Los cuentos populares son uno de los más preciados patrimonios orales de la humanidad. Con los cuentos han crecido generaciones de hombres y mujeres que –a través de los cuentos y sus enseñanzas o contra los cuentos y sus enseñanzas– han madurado y modulado sus pensamientos y sus actos. Hace tiempo que son acusados de ser marcadamente sexistas, decididamente violentos, compulsivamente monárquicos, trágicamente obsoletos y cuantos adjetivos negativos y reaccionarios se le ocurran al lector de este artículo. Sin embargo, los cuentos tradicionales subsisten con gran éxito en todas las culturas y su influencia en las narraciones que escriben los autores contemporáneos es más que notable, como ya lo fue en gran número de obras del s. XIX hoy consideradas clásicas (léase Alícia en el País de las Maravillas, El mago de Oz, Pinocho y tantas otras); también una y otra vez son objeto de adaptaciones teatrales, musicales, cinematográficas, etc. Personalmente hace años que me dedico a estudiar los cuentos y leyendas de tradición oral desde la perspectiva de la literatura, y también hace años que narro cuentos a niños, jóvenes y adultos. He leído miles de cuentos, he estudiado sus características, cómo se clasifican, de dónde vienen, qué cambios han sufrido en su largo viaje de un confín al otro del planeta.

También me he emocionado o divertido leyéndolos, escuchándolos, preparándome para contarlos, viéndolos transformados en teatro, en película, en canción. Con este bagaje a mis espaldas estoy plenamente convencida que los cuentos no son esto o aquello, como no podemos decir que los bajitos sean simpáticos o los muy altos tímidos, o los gordos tiernos y los delgados ásperos. Simplemente, en la tradición oral existen todo tipo de narraciones: a favor de las mujeres, en su contra; a favor de la monarquía, en su contra; a favor de la violencia, en su contra; solidarios, insolidarios… 
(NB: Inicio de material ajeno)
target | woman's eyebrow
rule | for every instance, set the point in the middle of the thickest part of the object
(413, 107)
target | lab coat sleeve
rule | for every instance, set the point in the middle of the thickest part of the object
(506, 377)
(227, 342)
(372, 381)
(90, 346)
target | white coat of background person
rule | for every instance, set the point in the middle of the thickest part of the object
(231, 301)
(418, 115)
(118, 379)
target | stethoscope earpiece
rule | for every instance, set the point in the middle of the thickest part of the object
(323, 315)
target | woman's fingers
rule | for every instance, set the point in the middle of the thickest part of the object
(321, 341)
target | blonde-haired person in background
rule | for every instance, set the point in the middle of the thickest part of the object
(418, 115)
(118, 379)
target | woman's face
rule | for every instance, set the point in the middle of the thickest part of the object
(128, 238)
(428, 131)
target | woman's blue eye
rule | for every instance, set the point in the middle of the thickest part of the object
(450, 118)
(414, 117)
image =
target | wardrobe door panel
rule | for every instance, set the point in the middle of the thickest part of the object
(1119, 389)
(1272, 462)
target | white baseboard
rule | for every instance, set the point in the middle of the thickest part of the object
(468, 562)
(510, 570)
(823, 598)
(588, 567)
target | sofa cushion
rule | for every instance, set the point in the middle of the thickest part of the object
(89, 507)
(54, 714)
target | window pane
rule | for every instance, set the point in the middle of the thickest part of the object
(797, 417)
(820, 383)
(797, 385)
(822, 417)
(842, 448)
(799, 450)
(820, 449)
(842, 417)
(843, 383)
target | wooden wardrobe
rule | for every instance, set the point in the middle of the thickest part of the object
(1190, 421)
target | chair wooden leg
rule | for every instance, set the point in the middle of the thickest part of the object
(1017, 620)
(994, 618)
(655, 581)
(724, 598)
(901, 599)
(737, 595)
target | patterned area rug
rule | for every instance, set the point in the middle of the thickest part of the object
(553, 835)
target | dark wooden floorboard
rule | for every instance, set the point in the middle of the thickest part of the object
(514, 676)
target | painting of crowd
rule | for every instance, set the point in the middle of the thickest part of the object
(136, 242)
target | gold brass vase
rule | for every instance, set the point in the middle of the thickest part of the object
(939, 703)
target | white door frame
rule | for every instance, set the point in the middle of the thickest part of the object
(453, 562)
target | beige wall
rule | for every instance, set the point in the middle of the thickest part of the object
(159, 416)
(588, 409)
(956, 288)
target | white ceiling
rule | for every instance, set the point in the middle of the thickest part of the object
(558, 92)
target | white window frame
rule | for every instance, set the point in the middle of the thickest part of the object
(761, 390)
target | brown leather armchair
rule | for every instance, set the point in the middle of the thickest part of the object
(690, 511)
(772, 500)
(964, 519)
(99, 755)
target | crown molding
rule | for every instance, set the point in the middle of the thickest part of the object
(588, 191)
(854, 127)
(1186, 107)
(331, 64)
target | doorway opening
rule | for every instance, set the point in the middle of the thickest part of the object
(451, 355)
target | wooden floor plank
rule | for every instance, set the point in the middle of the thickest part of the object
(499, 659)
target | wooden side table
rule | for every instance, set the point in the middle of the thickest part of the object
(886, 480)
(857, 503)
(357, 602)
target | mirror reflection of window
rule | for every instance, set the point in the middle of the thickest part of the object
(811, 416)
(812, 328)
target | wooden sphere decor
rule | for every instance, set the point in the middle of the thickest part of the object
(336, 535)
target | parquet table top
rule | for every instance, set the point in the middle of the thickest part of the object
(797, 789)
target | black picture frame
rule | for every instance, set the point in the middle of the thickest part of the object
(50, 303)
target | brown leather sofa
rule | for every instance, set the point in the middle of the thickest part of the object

El problema no son los cuentos, sino el desconocimiento que de ellos tenemos y que nos empuja a una visión miope y pobre. Los cuentos del mundo no son Grimm, ni Perrault, ni Andersen, sino ellos y muchos, muchos más, millones de cuentos injustamente olvidados, trágicamente silenciados. La mayoría de cuentos hablan de la utopía del pueblo, de sus sueños, de una proyección fantástica que sobrepasa la realidad. Nos hablan del mundo, no de cómo es, ni de cómo será, sino de cómo nos gustaría que fuera. Están llenos de mujeres decididas que ponen a prueba a los hombres, de pobres astutos que se ríen de las altas jerarquías, de animales débiles que se enfrentan con éxito a otros más fuertes, de amores que parecen imposibles y sin embargo triunfan, de inteligencia y astucia, de dolor y valor. Simplemente, nuestra sociedad ha limitado -¿intencionadamente?- los cuentos populares a una docena de relatos derivados de versiones clasistas y burguesas, a fotos fijas que un determinado autor versionó en un momento dado según los cánones de su época y sobre estas historias la sociedad de consumo ha ejercido una presión bestial de explotación económica. Los ha (y permitidme la expresión poco elegante) ordeñado hasta la última gota para finalmente convertirlos en una caricatura: Caperucitas, Cenicientas y Bellas Durmientes que se reiteran hasta el hartazgo en pantuflas, mochilas, pijamas, chocolatinas, lámparas, recortables, tartas… y hasta en la pasta de sopa.

La solución no está en substituir estas historias por otras nuevas (más acordes con los valores de moda), sino en ampliar nuestro repertorio con cuentos de tradición oral más diversos, buscar en ellos (y los encontraremos, si duda) las mujeres emprendedoras, los príncipes que trabajan más el ingenio que la fuerza, los reyes capaces de dictar leyes y sentencias justas, los animales solidarios. 

Todo, absolutamente todo, está en los cuentos desde hace siglos. Pero hay que ir a buscarlo, sin prisas, sin prejuicios, sin estereotipos, simplemente con el corazón y la mente abiertos y dispuestos a aprender, a gozar, a compartir.